Trucking news: Industry groups unite inopposition of hours-of-service rules
ATA maintains current rules are safe and effective
Jeff Berman, Group News Editor -- Logistics Management, 3/11/2009
WASHINGTON—A consortium of organizations has banded together in an attempt to overturn the hours-of-service (HOS) regulations governing approximately 3 million long-haul truck drivers.
These organizations—including The Teamsters, Public Citizen, Advocates for Highway and Auto Safety, and the Truck Safety Coalition called on the U.S. Court of Appeals for the D.C. Circuit Court to overturn the HOS regulations and also penned a letter to Department of Transportation Secretary Ray LaHood, explaining their position on how the HOS regulations increase the amount of time truck drivers can spend on the road and their desire for a new version of HOS rules that they say would reduce truck crashes caused by fatigue.
“We have taken this action with conviction based on research and scientific data, that longer driving and working hours are unsafe and promote driver fatigue,” said the letter to LaHood.
The letter added that the consortium also challenged the two major features of the HOS rule “that promote even greater driving fatigue”: the provision increasing permissible consecutive driving hours from 10 hours to 11 hours and the 34-hour re-start provision, too, which it said enables drivers to drive and work substantially longer hours per week than under the HOS rules that were in effect until the rule was changed by the Bush administration in 2003 and took effect in January 2004.
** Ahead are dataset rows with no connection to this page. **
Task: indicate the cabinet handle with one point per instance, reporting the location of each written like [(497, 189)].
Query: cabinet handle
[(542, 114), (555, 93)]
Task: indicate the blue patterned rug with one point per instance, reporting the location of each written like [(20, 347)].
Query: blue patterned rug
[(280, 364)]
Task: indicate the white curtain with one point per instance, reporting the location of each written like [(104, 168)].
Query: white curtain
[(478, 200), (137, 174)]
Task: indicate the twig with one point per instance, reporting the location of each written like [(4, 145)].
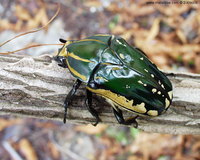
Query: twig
[(37, 87)]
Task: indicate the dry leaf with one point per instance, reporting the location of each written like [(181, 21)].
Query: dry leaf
[(90, 129), (4, 123), (22, 13), (27, 149), (53, 150)]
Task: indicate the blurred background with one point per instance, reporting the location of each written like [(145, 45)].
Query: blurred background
[(168, 33)]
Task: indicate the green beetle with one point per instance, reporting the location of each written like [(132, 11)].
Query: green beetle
[(122, 74)]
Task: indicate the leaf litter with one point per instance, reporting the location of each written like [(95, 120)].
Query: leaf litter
[(169, 35)]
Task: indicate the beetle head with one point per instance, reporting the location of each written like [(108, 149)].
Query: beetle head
[(61, 57)]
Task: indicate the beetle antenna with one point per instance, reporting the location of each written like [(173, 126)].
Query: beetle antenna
[(31, 46), (36, 30), (62, 40)]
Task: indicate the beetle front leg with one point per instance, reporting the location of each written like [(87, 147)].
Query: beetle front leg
[(88, 103), (120, 118), (69, 97)]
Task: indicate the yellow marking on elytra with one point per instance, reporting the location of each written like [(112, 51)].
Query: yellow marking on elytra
[(70, 54), (127, 86), (152, 112), (91, 40), (140, 82), (152, 75), (102, 78), (75, 72), (140, 108), (170, 94), (166, 103), (119, 100), (154, 90), (122, 56), (63, 51), (101, 35)]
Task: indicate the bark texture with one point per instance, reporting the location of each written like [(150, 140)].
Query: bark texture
[(37, 87)]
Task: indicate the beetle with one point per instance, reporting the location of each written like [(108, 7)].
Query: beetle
[(118, 72)]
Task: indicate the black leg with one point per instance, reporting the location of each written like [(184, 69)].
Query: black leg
[(88, 103), (70, 96), (119, 116)]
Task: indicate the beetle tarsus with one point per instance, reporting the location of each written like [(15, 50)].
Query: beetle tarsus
[(88, 103), (62, 40), (70, 96), (119, 116)]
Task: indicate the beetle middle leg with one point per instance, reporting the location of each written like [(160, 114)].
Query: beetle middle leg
[(69, 97), (88, 103), (120, 118)]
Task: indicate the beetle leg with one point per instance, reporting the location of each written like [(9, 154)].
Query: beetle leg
[(119, 116), (88, 103), (69, 97)]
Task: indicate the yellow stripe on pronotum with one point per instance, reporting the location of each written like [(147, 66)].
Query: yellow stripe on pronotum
[(70, 54), (91, 40)]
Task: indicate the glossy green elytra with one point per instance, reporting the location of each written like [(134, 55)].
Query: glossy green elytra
[(122, 74)]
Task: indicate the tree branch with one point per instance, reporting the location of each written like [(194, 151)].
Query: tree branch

This development follows a November 2008 announcement by the Federal Motor Carrier Safety Administration (FMCSA, in which it indicated it would maintain the current HOS regulations, which essentially concluded an eight-year legal and procedural debate on HOS regulations, which went largely unchanged from 1935 until FMCSA offered its first revision in 2000.
In one of the final truck-related regulations issued by the Bush administration, the FMCSA said it was adopting as final its interim rule from December 17, 2007, which allows drivers to drive 11 hours within a 15-hour workday with a 34-hour restart provision. Drivers are limited to 60 hours of driving in seven days, or 70 in eight days, while allowing those clocks to be reset by taking 34 straight off-duty hours. The previous rule had allowed for ten hours of driving in a 15-hour period, but allowed drivers to log on and off duty whenever they wanted.
These rules took effect on January 19, the final day of the Bush administration.
“There have been procedural rules that have been identified by the court…we are properly addressing the concerns of the court,” said FMCSA Administrator in a January conference call. “I feel confident that moving forward is the best public policy at this time.
Hill also said that he decided to propose keeping the current rules rather than create confusion within the trucking industry and the enforcement community by issuing further revisions.
And in July 2007, a ruling made by a three-judge panel in the United States Court of Appeals for the District of Columbia overturned the 11-hour daily driving limit and 34-hour restart period that had been in place since October 1, 2005, as well as re-set the HOS clock to 10 hours of maximum driving time each day.
The American Trucking Associations(ATA) took the consortium to task, saying in a statement that trucks are safer now—while operating under the HOS rules that came into play in 2004—and they supported this sentiment by noting that the rates of truck-involved fatal crashes and injuries have declined every year since the current HOS rules took effect.
The ATA added that these rules reduced the maximum length of the truck driver’s work day by at least one hour and increased the daily required number of hours of rest by two hours. It also said that the work day of a driver was shortened from a previous maximum of 15 hours—that could be extended by breaks—to no more than 14 consecutive hours. Drivers are required to rest at least 10 hours between shifts, with at least eight of those hours in the sleeper berth if it is used while on the road, and within the shorter work day, the rules allow 11 hours of driving instead of the previous 10, said the ATA.
The ATA also questioned the consortium’s claim that the 34-hour restart allows “significantly longer driving and on-duty times in a week than the pre-2004 rules. It cited findings from the FMCSA that indicated “longer hypothetical hours in driving and duty schedules” envisioned by critics “requires an imaginary world with nearly perfect logistics.” In the real world, said the ATA, drivers have found that the 34-hour restart gives them more rest and time off, not less.
ATA President and CEO Bill Graves has previously stated that if the 11-hour driving rule and 34-hour restart provision were to be vacated, the impact on trucking operations would be severe. Graves said that ATA members have told him “quite clearly” that if the rule reduced driving time their trucking operations would clearly have to change, because many members that have already changed elements of their operations because of HOS rules would now have to change operations again. And potential impacts of fewer hours on the road, according to Graves, include: carriers having to move drivers from one location to another, move facilities, re-engineer networks (on the LTL side), as well as costs, training, and contracts and service ramifications as well.